Duplicate rows when scraping Instagram Reels into Notion

Hi,

I have an Instagram Reels scraper that works fine, but for some reason my Autobook into Notion duplicates a lot of rows. The duplicates do not happen in the scraping step, when looking at results - so it might be Notion. Also, the duplicates seem to happen more on profiles with more posts - 20 posts works fine usually, but 80 posts duplicates around 30%.

Because of this, I want to create an Autobook that “finds” the Notion database and then either:

  • Checks if it doesn’t exist, and adds it
  • OR checks if it does exist, and skips it

I’ve tried lots of different things the last few hours, including a condition - however the condition functionality doesn’t seem to work at all. I tried running it while only swapping the “Yes” and “No” and not changing anything else, and everything still went through the filter both times.

I’ve tried using the AI to assist in creating different flows, but nothing actually works.

Thanks

Hi Lars,

Normally a combination of “Find Notion pages” and a condition should work well for this case. I think there may be a misconfiguration in your playbook, would you mind sharing it with me?

On the other hand, I am thinking what is a duplicate in this case, are those identical reels with the same author and description or maybe the same video posted by many people?

Looking forward to your reply.
Victoria

Customer Support - bardeen.ai
Knowledge Base https://www.bardeen.ai/tutorials
Explore | @bardeenai | Bardeen Community

Hi, thanks for the quick response!

For the definition of the duplicates: it’s simply the URL to the reel.

In this case, in the Notion database, it’s the Title/Heading column I’ve named “Reel”, which is this URL (first column in the attached image). For example:https://www.instagram.com/reel/C7ZibJ-NO-0/

(I have another “Reel URL” property in the Notion database, but it’s only been used for testing)

I’m trying to match the “Reel” Notion property (which is the URL I explained above) with the “Post URL” from the Bardeen scraper for the duplicates.

Both of these work well in isolation and produce the correct results.
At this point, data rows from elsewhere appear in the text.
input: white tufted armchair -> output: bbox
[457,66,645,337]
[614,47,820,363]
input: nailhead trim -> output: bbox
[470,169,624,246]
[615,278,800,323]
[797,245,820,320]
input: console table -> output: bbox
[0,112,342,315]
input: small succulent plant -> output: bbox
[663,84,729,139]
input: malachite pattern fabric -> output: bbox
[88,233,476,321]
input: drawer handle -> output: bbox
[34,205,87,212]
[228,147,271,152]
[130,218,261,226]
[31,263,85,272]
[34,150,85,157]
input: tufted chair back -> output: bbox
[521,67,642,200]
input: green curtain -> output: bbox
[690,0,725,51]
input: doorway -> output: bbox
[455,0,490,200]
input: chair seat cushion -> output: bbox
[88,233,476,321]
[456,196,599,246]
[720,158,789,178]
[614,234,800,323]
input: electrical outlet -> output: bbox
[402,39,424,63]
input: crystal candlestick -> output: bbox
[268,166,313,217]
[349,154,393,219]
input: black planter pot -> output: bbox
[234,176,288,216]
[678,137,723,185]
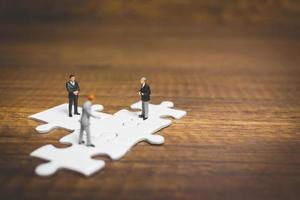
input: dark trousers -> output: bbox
[69,95,78,115]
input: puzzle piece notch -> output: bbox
[29,103,111,133]
[30,145,105,176]
[31,101,186,176]
[60,110,166,160]
[130,101,187,119]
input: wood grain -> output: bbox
[0,23,300,200]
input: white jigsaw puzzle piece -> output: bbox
[30,145,105,176]
[29,103,112,133]
[60,110,171,160]
[31,101,186,176]
[130,101,186,119]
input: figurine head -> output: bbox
[69,74,75,82]
[141,77,147,85]
[88,94,96,102]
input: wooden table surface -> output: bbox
[0,25,300,200]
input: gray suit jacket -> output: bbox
[80,101,97,126]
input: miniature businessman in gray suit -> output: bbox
[79,95,98,147]
[139,77,151,120]
[66,74,80,117]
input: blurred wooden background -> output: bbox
[0,0,300,200]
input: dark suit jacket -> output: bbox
[140,83,151,101]
[66,81,80,98]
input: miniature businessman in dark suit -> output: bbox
[66,74,80,117]
[79,95,99,147]
[139,77,151,120]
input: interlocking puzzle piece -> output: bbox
[29,103,111,133]
[130,101,186,119]
[30,144,105,176]
[31,110,171,176]
[31,102,186,176]
[60,110,171,160]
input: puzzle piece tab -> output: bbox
[29,103,111,133]
[30,145,105,176]
[30,101,186,176]
[130,101,186,119]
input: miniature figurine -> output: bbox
[139,77,151,120]
[66,74,80,117]
[79,95,98,147]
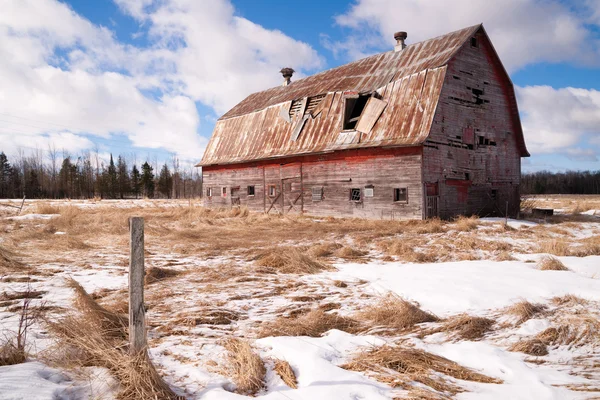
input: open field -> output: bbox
[0,196,600,400]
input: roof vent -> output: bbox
[394,32,408,51]
[279,68,296,86]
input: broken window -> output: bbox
[343,94,371,130]
[350,188,360,201]
[394,188,408,203]
[312,186,323,201]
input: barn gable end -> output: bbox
[198,25,528,219]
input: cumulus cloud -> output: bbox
[0,0,321,161]
[328,0,600,70]
[517,86,600,161]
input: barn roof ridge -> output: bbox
[219,23,483,120]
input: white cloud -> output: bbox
[517,86,600,160]
[118,0,322,114]
[333,0,600,70]
[0,0,321,161]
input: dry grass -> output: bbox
[342,346,502,394]
[0,245,26,273]
[144,267,181,285]
[508,339,548,356]
[307,243,343,258]
[66,278,129,338]
[335,246,367,260]
[0,338,27,367]
[454,215,479,232]
[423,314,495,340]
[35,203,60,214]
[505,300,546,325]
[550,294,589,307]
[273,359,298,389]
[536,240,571,257]
[256,247,331,274]
[258,309,360,338]
[355,294,438,333]
[378,239,438,263]
[223,339,267,395]
[51,316,182,400]
[538,256,569,271]
[47,279,181,400]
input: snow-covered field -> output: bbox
[0,200,600,400]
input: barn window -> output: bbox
[350,188,360,201]
[269,185,277,197]
[312,186,323,201]
[343,94,371,130]
[394,188,408,203]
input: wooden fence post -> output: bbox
[129,217,146,354]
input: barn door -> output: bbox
[425,182,440,218]
[279,163,304,214]
[231,186,240,207]
[282,176,304,214]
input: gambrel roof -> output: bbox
[198,25,526,166]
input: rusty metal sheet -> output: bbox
[221,25,481,119]
[198,25,480,165]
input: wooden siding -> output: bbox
[203,147,423,219]
[423,31,526,218]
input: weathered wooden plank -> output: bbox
[356,97,387,133]
[129,217,147,354]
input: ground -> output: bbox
[0,196,600,400]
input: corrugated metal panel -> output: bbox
[221,25,481,119]
[199,25,480,165]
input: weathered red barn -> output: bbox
[198,25,529,219]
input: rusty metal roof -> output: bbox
[198,25,481,166]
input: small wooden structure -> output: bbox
[198,25,529,219]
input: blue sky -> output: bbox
[0,0,600,171]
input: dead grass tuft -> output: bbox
[536,240,571,257]
[550,294,589,307]
[64,278,129,338]
[50,316,182,400]
[335,246,367,260]
[256,247,331,274]
[273,359,298,389]
[35,203,60,214]
[0,245,25,273]
[424,314,495,340]
[454,215,479,232]
[223,339,267,395]
[144,267,181,285]
[378,239,438,263]
[258,309,360,338]
[506,300,546,325]
[508,339,548,356]
[538,256,569,271]
[307,243,342,258]
[355,294,438,333]
[342,345,502,394]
Autobook link: https://www.bardeen.ai/playbook/community/2024-Lars-IG-Reels-to-Notion-A5FPk1eXY9Ae32rHFO

Tried swapping places of operations #2 and #3 (scraper and Find Notion pages)
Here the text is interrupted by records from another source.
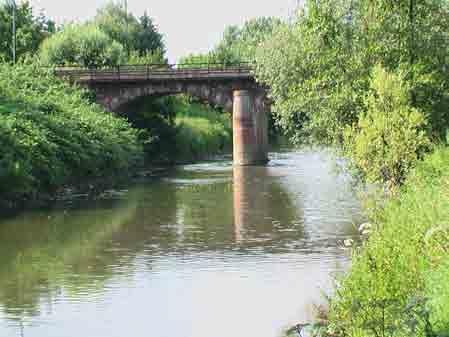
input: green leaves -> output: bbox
[0,63,142,204]
[41,25,126,68]
[345,66,430,187]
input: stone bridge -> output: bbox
[56,64,270,165]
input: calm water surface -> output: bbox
[0,151,361,337]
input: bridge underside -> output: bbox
[68,71,270,165]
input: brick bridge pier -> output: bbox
[56,64,270,165]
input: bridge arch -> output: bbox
[56,66,269,165]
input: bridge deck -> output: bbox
[55,64,254,83]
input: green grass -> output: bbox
[328,148,449,337]
[0,63,142,206]
[175,99,232,160]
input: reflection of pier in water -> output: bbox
[233,166,304,243]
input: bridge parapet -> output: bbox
[55,63,254,83]
[55,63,269,165]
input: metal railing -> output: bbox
[54,62,252,82]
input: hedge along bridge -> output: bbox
[55,63,270,165]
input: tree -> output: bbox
[256,0,449,144]
[135,12,165,56]
[93,2,165,56]
[0,1,56,61]
[40,25,125,68]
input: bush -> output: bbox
[345,66,429,186]
[328,148,449,337]
[41,25,126,68]
[0,64,141,203]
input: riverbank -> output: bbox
[175,99,232,162]
[0,63,232,210]
[0,63,143,208]
[327,147,449,337]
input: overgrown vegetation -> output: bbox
[327,148,449,337]
[123,95,232,163]
[0,63,142,206]
[344,66,430,189]
[175,97,232,160]
[0,1,56,61]
[256,0,449,183]
[41,25,126,68]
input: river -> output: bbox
[0,150,362,337]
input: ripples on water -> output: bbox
[0,151,361,337]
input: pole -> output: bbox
[125,0,130,56]
[11,0,16,64]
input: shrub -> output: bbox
[328,148,449,337]
[345,66,429,186]
[41,25,126,68]
[0,64,141,203]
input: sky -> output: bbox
[24,0,298,62]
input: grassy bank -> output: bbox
[175,99,232,161]
[327,148,449,337]
[123,95,232,165]
[0,63,142,207]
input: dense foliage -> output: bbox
[41,2,167,68]
[256,0,449,181]
[123,95,232,163]
[179,17,281,64]
[0,1,56,61]
[93,2,165,56]
[344,66,430,188]
[0,63,141,206]
[327,148,449,337]
[41,25,126,68]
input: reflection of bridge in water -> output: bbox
[56,63,269,165]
Tried swapping the conditional statement from “contains” & NO to “does not contain” & YES

Tried using the same conditional statement on both YES and NO with same flow, and it had the same results

Usually used “Commands” instead of “Text” in the conditional statement but tried a mix of both, to no avail

Just set it up again now with “Find Notion pages” and the Condition, and when I run it, it still adds duplicates.

Thanks, Lars

Hi Lars,

I’ve created this playbook for you: https://www.bardeen.ai/playbook/community/2024-Lars-IG-Reels-to-Notion-copy111-nlxaqTCfeLkC9ZSujV

Please make sure to connect it to your Notion database before testing. The idea is the following after a series of tests:

  1. Scrape instagram using your scraper
  2. Find Notion pages with no filters
  3. Merge text of “Find Notion pages”, otherwise it iterates scraped items as well as Notion pages and that creates a mixup
  4. Conditional statement checking if merged text does not contain Reel URL from a scraper
  5. Create Notion page

I hope this makes sense. But if you have questions, please let me know.

Thank you,
Victoria

Customer Support - bardeen.ai
Knowledge Base https://www.bardeen.ai/tutorials
Explore | @bardeenai | Bardeen Community

Hi again, thanks for making a new playbook.
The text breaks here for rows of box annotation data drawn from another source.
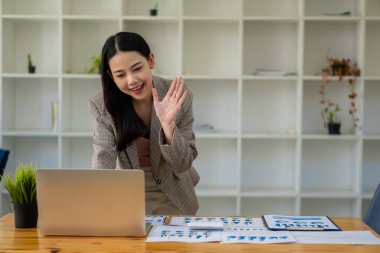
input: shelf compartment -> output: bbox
[241,140,296,192]
[185,80,238,134]
[366,0,380,18]
[62,20,119,74]
[301,140,358,192]
[62,137,93,169]
[365,22,380,77]
[304,21,362,75]
[243,0,298,18]
[2,78,58,132]
[123,20,181,76]
[362,140,380,194]
[363,80,380,135]
[122,0,181,18]
[361,199,371,219]
[241,197,296,217]
[182,21,240,76]
[302,80,363,134]
[194,139,238,190]
[62,79,102,132]
[2,137,58,172]
[197,197,237,216]
[2,0,60,15]
[242,80,297,134]
[301,198,356,217]
[305,0,360,17]
[183,0,241,18]
[3,19,59,74]
[243,21,298,75]
[62,0,121,17]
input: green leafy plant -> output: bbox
[2,163,37,204]
[85,55,102,74]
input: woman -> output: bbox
[89,32,199,215]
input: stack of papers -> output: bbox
[146,215,380,245]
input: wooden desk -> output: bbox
[0,214,380,253]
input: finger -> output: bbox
[175,80,184,100]
[178,90,187,107]
[152,88,160,106]
[172,77,181,98]
[166,78,177,97]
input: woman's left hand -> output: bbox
[152,77,187,125]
Just tested it with this link: Shared Playbook Template

I think/hope it’s set up correctly like yours, but it still adds duplicates to the final database. 87 reels became 134 entries, and 95 reels from another profile became 214 entries

Also, I’m not sure if I really need the automation, because the Notion databases get so large with hundreds of reels and they start being slow to respond, etc.

I can do what I need to do without the automation anyway, and I already have and use a lot of other Bardeen automations :smiley:

Hi Lars,

What if you try with a new database to make sure there’s no existing duplicates? I checked your playbook and can confirm that it should work the same as mine. Also I tested mine once again and did not get any duplicates.

Also, could you try restarting Bardeen in case if something got cached?

Thank you,
Victoria

Customer Support - bardeen.ai
Knowledge Base https://www.bardeen.ai/tutorials
Explore | @bardeenai | Bardeen Community

This topic was automatically closed 10 days after the last reply. New replies are no longer allowed.